Sharing is sharing. One can't say "oh I'm sharing this for anyone to benefit", and then upon seeing someone using it to make money, say "oh but not like that!!". Or rather, one can say, but then they're just lying about having shared the thing. "OSS but not for megacorps/aicorps" is just proprietary software. Which is perfectly fine thing to work on; what's not fine is lying about it being open.

lentil_soup 2 days ago | parent | next [-]

> "OSS but not for megacorps/aicorps" is just proprietary software

why? it's not like it's binary. It could well be that it's open source but can't be used by a company of X size. I'm not a lawyer but why couldn't a license have that clause? I would still class that as being open, for some definition of open

3form 2 days ago | parent | prev | next [-]

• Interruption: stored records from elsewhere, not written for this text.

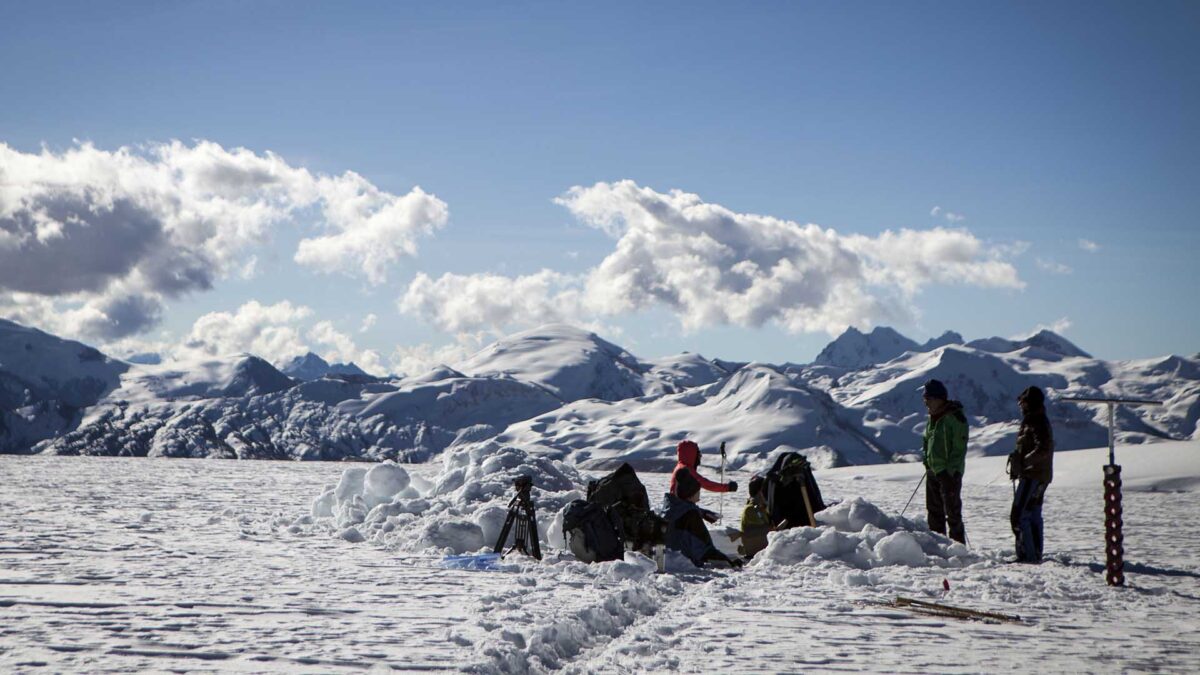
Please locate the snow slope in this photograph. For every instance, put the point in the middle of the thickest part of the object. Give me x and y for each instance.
(138, 565)
(46, 383)
(311, 366)
(756, 410)
(569, 394)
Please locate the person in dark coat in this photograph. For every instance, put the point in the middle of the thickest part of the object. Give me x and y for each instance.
(685, 519)
(1032, 466)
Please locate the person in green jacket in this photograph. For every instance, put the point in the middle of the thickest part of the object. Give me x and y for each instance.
(946, 458)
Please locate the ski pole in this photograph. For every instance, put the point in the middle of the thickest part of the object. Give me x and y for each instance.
(912, 495)
(723, 481)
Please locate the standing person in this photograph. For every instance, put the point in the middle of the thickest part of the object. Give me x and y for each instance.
(1032, 465)
(945, 447)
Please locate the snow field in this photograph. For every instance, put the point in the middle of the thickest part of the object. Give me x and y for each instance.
(240, 568)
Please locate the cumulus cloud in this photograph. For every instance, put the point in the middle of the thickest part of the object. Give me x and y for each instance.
(112, 234)
(1054, 267)
(1061, 327)
(267, 330)
(939, 211)
(712, 266)
(457, 303)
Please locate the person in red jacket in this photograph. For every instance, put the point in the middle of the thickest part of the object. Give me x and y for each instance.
(689, 461)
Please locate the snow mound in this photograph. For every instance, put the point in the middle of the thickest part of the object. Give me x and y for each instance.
(461, 511)
(859, 535)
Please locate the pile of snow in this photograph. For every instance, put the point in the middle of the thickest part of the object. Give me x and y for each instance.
(859, 535)
(461, 511)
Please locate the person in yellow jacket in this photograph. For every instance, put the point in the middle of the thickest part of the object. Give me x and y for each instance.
(755, 519)
(945, 446)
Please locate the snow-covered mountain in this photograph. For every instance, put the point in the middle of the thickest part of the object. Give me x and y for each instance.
(567, 393)
(855, 350)
(311, 366)
(46, 383)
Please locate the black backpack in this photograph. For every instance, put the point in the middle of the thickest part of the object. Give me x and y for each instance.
(786, 484)
(592, 532)
(617, 508)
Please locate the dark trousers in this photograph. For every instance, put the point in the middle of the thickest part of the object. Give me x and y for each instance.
(1026, 519)
(943, 503)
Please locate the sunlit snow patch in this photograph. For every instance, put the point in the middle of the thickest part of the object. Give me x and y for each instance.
(858, 533)
(461, 511)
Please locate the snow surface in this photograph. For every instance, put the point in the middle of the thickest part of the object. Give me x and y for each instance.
(249, 566)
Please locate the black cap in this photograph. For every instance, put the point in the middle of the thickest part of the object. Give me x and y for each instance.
(935, 389)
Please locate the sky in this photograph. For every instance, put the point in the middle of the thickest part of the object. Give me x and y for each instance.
(399, 184)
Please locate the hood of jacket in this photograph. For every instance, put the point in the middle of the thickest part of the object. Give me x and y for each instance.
(688, 453)
(952, 407)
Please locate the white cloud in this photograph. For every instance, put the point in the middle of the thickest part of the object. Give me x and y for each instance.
(939, 211)
(343, 350)
(712, 266)
(112, 234)
(267, 330)
(459, 303)
(1054, 267)
(1061, 327)
(373, 228)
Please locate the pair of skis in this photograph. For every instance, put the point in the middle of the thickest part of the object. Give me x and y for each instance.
(951, 611)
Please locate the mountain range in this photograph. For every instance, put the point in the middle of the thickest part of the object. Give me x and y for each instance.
(569, 394)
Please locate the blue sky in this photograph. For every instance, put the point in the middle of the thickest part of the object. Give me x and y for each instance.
(1044, 124)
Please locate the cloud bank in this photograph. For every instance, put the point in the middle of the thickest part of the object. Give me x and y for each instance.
(712, 266)
(109, 236)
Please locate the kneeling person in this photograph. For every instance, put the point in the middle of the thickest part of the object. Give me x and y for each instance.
(687, 531)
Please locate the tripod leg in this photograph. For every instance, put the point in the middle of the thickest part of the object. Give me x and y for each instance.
(533, 533)
(504, 533)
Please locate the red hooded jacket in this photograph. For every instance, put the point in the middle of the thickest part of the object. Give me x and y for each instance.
(689, 459)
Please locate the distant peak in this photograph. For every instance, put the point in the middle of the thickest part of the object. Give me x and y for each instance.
(853, 350)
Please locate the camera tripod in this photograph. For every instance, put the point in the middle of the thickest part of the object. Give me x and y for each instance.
(521, 514)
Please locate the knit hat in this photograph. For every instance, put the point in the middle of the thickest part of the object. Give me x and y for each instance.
(1033, 395)
(935, 389)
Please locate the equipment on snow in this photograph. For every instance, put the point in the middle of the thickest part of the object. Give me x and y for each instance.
(521, 514)
(919, 483)
(792, 493)
(481, 562)
(951, 611)
(1114, 539)
(615, 517)
(723, 481)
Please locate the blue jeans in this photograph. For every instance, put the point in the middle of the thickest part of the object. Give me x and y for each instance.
(1026, 519)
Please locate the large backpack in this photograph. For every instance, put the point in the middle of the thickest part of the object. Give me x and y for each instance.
(786, 484)
(627, 517)
(592, 532)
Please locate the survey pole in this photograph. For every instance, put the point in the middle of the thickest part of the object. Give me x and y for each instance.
(1114, 537)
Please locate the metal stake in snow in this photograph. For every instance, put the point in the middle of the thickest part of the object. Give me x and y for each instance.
(723, 481)
(1114, 539)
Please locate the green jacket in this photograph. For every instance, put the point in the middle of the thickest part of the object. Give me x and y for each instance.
(946, 441)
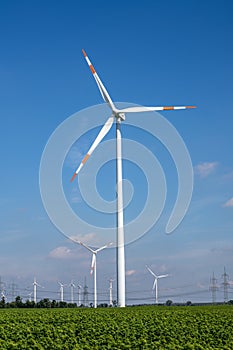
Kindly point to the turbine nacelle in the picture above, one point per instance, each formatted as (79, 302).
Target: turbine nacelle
(119, 114)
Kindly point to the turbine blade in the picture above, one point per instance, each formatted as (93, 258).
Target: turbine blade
(105, 129)
(93, 263)
(162, 276)
(154, 284)
(105, 246)
(86, 246)
(100, 85)
(151, 271)
(138, 109)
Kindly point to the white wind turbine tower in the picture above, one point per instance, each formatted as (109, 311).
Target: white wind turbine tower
(110, 292)
(155, 285)
(30, 296)
(119, 116)
(61, 291)
(93, 265)
(72, 286)
(79, 294)
(35, 284)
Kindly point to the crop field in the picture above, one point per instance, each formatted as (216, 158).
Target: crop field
(148, 327)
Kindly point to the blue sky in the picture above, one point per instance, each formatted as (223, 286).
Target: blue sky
(150, 53)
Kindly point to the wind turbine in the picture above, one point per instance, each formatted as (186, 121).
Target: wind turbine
(61, 291)
(35, 284)
(155, 285)
(72, 286)
(119, 116)
(79, 294)
(110, 292)
(30, 296)
(93, 265)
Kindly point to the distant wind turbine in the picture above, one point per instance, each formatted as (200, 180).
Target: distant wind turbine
(93, 265)
(35, 284)
(155, 284)
(72, 286)
(110, 292)
(79, 294)
(61, 291)
(119, 116)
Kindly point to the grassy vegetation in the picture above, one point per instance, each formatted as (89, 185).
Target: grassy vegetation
(148, 327)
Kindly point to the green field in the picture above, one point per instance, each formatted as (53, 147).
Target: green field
(149, 327)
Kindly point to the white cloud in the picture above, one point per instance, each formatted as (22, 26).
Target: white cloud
(60, 253)
(229, 203)
(130, 272)
(206, 168)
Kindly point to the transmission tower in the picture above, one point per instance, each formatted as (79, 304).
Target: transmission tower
(213, 288)
(85, 293)
(225, 285)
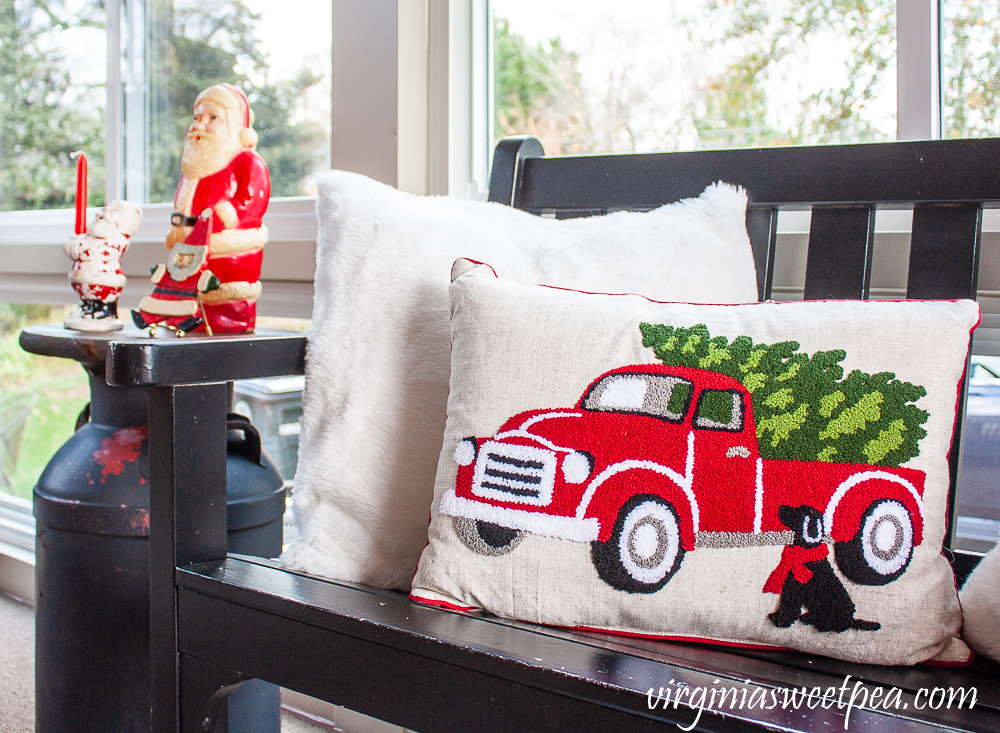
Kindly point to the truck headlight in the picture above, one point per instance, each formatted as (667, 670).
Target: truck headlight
(577, 467)
(465, 452)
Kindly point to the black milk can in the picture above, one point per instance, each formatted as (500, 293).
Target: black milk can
(91, 507)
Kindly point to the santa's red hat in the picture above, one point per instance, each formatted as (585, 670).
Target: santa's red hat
(232, 98)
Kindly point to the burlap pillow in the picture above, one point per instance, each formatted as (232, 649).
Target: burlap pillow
(772, 474)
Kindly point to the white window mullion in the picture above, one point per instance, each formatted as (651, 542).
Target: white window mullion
(133, 91)
(113, 183)
(918, 88)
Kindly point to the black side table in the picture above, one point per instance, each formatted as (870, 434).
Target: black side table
(107, 544)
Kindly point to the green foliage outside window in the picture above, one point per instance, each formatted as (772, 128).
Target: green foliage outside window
(803, 406)
(43, 116)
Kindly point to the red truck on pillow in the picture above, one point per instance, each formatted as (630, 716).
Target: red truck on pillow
(656, 461)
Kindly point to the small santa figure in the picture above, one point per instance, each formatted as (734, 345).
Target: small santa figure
(97, 275)
(216, 225)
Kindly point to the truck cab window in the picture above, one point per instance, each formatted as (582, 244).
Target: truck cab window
(720, 409)
(655, 395)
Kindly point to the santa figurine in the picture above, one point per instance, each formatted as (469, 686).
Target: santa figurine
(97, 275)
(211, 280)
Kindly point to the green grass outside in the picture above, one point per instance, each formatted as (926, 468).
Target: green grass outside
(61, 396)
(61, 386)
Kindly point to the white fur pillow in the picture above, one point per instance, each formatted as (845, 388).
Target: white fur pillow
(749, 474)
(378, 360)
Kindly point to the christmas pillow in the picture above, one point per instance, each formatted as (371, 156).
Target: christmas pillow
(772, 474)
(378, 359)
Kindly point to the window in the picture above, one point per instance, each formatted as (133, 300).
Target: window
(970, 88)
(175, 48)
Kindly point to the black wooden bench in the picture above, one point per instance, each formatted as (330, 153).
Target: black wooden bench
(218, 621)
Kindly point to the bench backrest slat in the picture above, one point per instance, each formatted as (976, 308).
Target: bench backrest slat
(944, 251)
(762, 227)
(891, 175)
(838, 263)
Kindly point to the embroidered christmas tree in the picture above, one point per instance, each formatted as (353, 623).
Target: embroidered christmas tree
(804, 407)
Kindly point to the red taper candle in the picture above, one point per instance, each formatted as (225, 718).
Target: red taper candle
(81, 193)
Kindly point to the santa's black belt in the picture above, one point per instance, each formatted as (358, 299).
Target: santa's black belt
(160, 290)
(179, 220)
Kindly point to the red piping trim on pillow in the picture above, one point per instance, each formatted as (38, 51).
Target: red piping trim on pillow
(966, 663)
(698, 639)
(442, 604)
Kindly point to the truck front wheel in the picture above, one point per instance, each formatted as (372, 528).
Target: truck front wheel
(882, 548)
(487, 538)
(644, 550)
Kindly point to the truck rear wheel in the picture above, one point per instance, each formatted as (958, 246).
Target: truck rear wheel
(644, 550)
(882, 548)
(487, 538)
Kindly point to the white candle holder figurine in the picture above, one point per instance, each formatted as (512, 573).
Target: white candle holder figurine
(97, 275)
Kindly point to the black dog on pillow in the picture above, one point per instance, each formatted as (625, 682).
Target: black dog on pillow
(805, 579)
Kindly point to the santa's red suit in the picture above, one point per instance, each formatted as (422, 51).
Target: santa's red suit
(236, 199)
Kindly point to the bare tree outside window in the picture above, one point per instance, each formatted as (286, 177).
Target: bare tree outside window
(710, 73)
(52, 100)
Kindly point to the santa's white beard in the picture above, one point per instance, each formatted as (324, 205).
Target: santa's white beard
(207, 154)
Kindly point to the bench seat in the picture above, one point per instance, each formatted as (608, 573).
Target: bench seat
(430, 669)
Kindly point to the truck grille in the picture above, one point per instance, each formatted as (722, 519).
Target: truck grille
(517, 473)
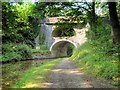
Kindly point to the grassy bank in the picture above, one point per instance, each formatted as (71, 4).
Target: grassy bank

LLMs are one thing, but when you bring ES in AWS example, as outlined in the article, the problem is not the software being used; it's being _made proprietary_. It's about free and open software remaining free and open. Especially to the end user.

graemep 2 days ago | parent | prev [-]

> On the contrary, megacorps are in part how the benefit to society materializes.

That would be true if they were the product of a genuine competitive market.

In fact their strength is in eliminating competition, erecting barriers to entry, manipulating regulation, and maintaining the status quo.

> "OSS but not for megacorps/aicorps"

Who is advocating that? People just want everyone to stick to the terms of the licences.